CONCORD, Mass. — Nearly 250 years ago, hundreds of militiamen lined a hillside in Massachusetts to fire a barrage of musket balls toward retreating British troops, in the first major battle of the Revolutionary War.
Museum curator Nikki Walsh holds up two Revolutionary War musket balls Monday at Minute Man National Historical Park in Concord, Mass. Archeologists say the musket balls date back nearly 250 years and are believed to have been fired at the British by Colonial militiamen during one of the first battles in the Revolutionary War.
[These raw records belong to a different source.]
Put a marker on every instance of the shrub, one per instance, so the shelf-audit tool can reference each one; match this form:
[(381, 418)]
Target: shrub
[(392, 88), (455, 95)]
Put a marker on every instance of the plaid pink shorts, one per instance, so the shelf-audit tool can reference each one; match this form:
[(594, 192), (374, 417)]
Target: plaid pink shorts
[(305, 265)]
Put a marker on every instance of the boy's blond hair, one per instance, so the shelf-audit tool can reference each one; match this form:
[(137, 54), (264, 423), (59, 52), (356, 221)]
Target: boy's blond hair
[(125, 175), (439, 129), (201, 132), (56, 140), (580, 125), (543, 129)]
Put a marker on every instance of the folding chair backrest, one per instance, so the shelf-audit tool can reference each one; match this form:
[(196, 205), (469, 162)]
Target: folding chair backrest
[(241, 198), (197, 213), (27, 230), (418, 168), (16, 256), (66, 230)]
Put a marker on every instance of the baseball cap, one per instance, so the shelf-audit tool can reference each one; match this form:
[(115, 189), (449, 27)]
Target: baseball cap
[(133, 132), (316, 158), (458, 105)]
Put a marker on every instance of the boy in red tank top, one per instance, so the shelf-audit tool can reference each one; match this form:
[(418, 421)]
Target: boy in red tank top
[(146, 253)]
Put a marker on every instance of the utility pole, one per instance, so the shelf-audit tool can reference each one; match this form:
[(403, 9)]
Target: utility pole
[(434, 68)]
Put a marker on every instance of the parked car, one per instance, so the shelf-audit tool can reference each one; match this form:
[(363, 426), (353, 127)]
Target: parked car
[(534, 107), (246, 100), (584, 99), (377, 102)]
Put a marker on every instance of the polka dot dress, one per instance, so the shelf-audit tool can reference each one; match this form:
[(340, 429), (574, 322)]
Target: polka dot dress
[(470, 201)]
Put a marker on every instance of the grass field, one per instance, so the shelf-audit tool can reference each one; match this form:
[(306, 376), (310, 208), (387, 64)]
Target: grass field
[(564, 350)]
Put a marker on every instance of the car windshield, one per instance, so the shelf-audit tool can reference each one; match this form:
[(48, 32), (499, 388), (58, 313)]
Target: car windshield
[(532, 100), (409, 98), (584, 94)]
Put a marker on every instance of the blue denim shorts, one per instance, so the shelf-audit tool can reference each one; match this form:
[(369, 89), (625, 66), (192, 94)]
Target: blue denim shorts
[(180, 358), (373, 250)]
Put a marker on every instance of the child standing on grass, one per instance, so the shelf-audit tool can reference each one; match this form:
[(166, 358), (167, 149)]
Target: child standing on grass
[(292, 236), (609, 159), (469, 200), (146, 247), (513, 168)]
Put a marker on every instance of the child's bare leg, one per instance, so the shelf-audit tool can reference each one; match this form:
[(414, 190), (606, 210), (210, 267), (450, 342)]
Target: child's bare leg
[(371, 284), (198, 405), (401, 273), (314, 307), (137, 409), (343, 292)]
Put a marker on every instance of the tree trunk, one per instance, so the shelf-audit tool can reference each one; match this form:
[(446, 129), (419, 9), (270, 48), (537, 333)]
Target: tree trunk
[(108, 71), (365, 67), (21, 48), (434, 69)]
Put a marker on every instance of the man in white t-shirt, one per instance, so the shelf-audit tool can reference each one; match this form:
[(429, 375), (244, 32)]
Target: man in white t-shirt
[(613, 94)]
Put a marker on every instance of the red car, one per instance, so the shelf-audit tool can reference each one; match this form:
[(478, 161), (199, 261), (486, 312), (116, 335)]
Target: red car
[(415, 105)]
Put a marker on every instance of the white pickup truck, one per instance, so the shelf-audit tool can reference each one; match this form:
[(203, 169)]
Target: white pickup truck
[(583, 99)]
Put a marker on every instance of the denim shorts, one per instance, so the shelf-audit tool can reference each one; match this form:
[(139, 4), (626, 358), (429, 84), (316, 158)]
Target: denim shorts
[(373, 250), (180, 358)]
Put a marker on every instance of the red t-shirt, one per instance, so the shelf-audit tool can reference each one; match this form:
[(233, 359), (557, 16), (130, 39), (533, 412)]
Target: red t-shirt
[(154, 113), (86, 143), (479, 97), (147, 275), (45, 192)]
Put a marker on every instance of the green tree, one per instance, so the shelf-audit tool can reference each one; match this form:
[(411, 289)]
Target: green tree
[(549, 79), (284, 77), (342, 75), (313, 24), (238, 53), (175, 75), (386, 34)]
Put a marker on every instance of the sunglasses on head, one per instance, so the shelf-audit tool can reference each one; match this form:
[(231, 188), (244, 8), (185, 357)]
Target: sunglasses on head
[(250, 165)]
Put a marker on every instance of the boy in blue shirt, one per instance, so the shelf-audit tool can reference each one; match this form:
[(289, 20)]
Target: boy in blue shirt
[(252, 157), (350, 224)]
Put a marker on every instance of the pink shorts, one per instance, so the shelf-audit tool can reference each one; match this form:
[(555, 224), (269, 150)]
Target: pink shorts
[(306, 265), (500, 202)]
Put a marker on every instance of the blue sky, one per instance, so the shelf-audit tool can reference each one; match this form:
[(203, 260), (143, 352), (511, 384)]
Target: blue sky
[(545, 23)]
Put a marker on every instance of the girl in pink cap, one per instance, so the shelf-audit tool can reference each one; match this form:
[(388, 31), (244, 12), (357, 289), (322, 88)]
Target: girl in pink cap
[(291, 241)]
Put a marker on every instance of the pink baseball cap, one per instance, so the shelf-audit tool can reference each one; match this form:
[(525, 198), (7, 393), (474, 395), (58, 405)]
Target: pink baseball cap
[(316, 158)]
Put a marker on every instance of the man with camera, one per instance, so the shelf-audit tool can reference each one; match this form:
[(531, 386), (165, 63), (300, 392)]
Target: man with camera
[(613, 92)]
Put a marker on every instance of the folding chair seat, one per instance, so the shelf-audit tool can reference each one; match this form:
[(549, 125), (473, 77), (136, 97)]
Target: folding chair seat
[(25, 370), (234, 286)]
The latest evidence of that firefight is five musket balls dug up last year near the North Bridge site in the Minute Man National Historical Park in Concord. Early analysis of the balls — gray with sizes ranging from a pea to a marble — indicates colonial militia members fired them at British forces on April 19, 1775. “As soon as they pulled one of them out of the ground, there was kind of a ‘look what I have,’” said Minute Man park ranger and historic weapons specialist Jarrad Fuoss, who was there the day the musket balls were discovered.”And of course, everybody goes flocking to them like, ‘Oh, my gosh.’ We’re looking at them, and then the excitement continued to grow because it wasn’t just one,” he continued. “And the fact that we found five of them, which is incredible all these years later.”
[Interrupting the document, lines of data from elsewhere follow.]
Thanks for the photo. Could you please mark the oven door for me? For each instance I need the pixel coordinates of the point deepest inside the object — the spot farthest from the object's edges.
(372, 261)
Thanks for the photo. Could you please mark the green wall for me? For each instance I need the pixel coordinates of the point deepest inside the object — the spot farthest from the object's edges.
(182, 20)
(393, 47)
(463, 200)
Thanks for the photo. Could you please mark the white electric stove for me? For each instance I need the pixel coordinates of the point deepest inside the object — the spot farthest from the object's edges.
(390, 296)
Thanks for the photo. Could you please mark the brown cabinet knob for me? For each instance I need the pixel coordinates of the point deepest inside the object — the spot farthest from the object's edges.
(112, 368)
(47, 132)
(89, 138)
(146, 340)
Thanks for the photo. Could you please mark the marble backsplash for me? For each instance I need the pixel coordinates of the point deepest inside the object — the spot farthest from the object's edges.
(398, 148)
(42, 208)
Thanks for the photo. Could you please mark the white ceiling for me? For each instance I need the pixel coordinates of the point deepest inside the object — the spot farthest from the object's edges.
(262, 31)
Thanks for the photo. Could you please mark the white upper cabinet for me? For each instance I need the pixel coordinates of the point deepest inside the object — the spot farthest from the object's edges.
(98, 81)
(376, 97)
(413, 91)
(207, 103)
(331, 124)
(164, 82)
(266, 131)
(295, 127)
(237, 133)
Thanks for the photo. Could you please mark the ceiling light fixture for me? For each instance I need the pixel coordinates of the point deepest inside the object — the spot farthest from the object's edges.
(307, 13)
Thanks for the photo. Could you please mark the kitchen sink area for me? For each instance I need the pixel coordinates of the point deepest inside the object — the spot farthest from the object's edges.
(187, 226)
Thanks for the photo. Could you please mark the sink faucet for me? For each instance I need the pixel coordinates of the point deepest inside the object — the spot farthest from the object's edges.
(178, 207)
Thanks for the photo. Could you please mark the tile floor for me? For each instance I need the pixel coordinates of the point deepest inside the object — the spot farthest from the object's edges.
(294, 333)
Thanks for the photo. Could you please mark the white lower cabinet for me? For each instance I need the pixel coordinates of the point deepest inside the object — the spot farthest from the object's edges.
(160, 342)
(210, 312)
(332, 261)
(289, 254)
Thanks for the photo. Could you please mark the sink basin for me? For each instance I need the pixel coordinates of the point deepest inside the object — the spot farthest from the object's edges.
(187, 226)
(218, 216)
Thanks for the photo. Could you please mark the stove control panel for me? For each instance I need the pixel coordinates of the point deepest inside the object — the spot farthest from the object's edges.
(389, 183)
Musket balls were previously found in the historic park of about 1,000 acres outside Boston, which marks a series of opening battles of the American Revolution. About a decade ago, about 30 musket balls were found at the site known as Parker’s Revenge, where the Lexington militia company led by Capt. John Parker ambushed British troops. In the early 19th century, Henry David Thoreau was walking in the area and found a few musket balls from what is believed to be the North Bridge fight.
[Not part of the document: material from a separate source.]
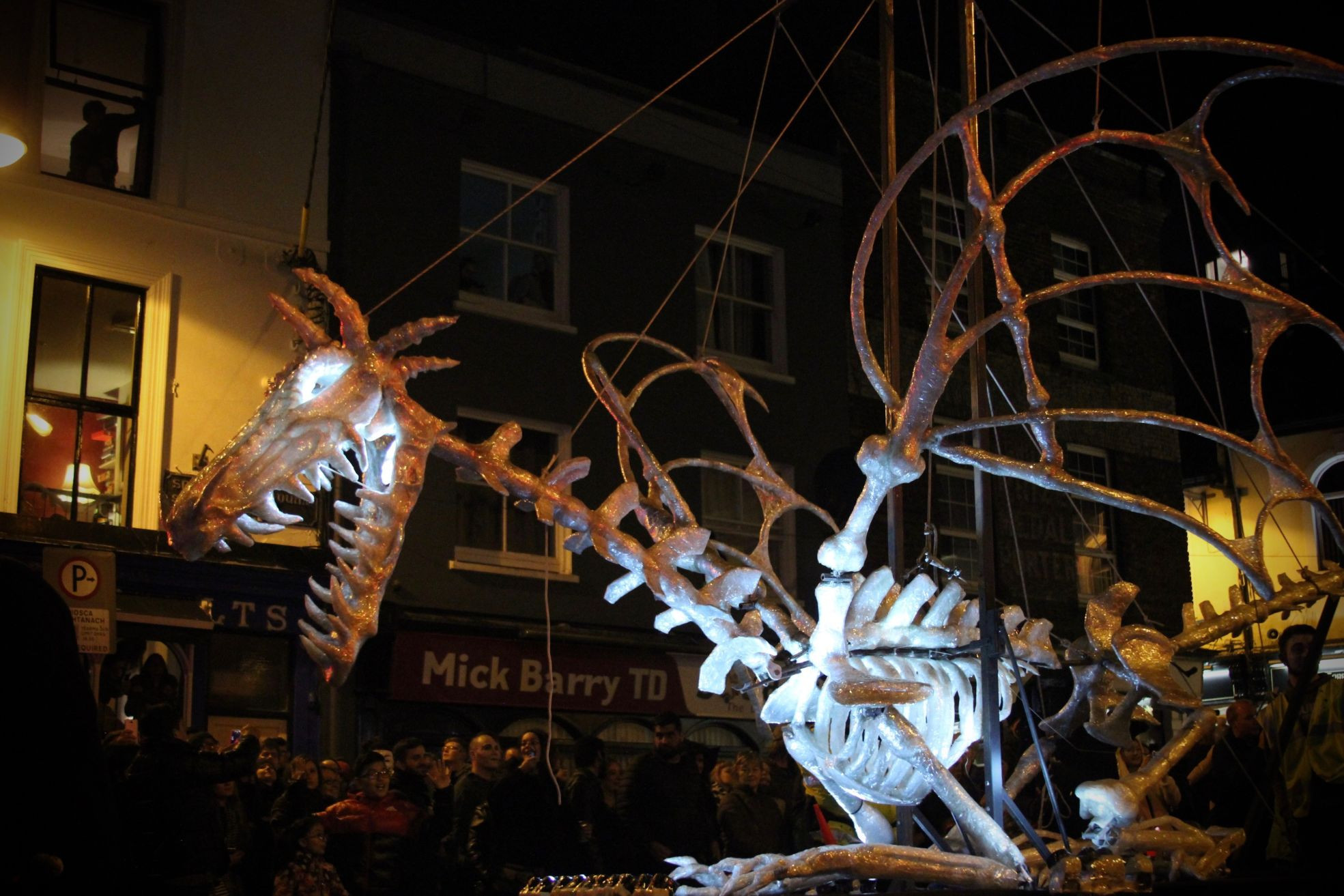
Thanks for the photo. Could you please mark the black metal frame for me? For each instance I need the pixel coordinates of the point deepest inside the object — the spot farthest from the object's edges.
(84, 405)
(151, 87)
The latest discoveries are the most ever found from that fight when militia leaders ordered their men to fire on government troops. The event led to the conflict escalating and was later dubbed the “shot heard round the world” by Ralph Waldo Emerson in his 1837 “Concord Hymn.” About 800 British soldiers had started the day marching from Boston to Concord to destroy military supplies they believed that colony rebels had gathered. It ended with an eight-hour battle that stretched to the Charlestown neighborhood of Boston — covering 16 miles and leaving 273 British troops and 96 militiamen dead and wounded. It prompted the militia to create an 11-month siege of Boston, leading to the Battle of Bunker Hill in June 1775, one of the bloodiest battles of the American Revolution.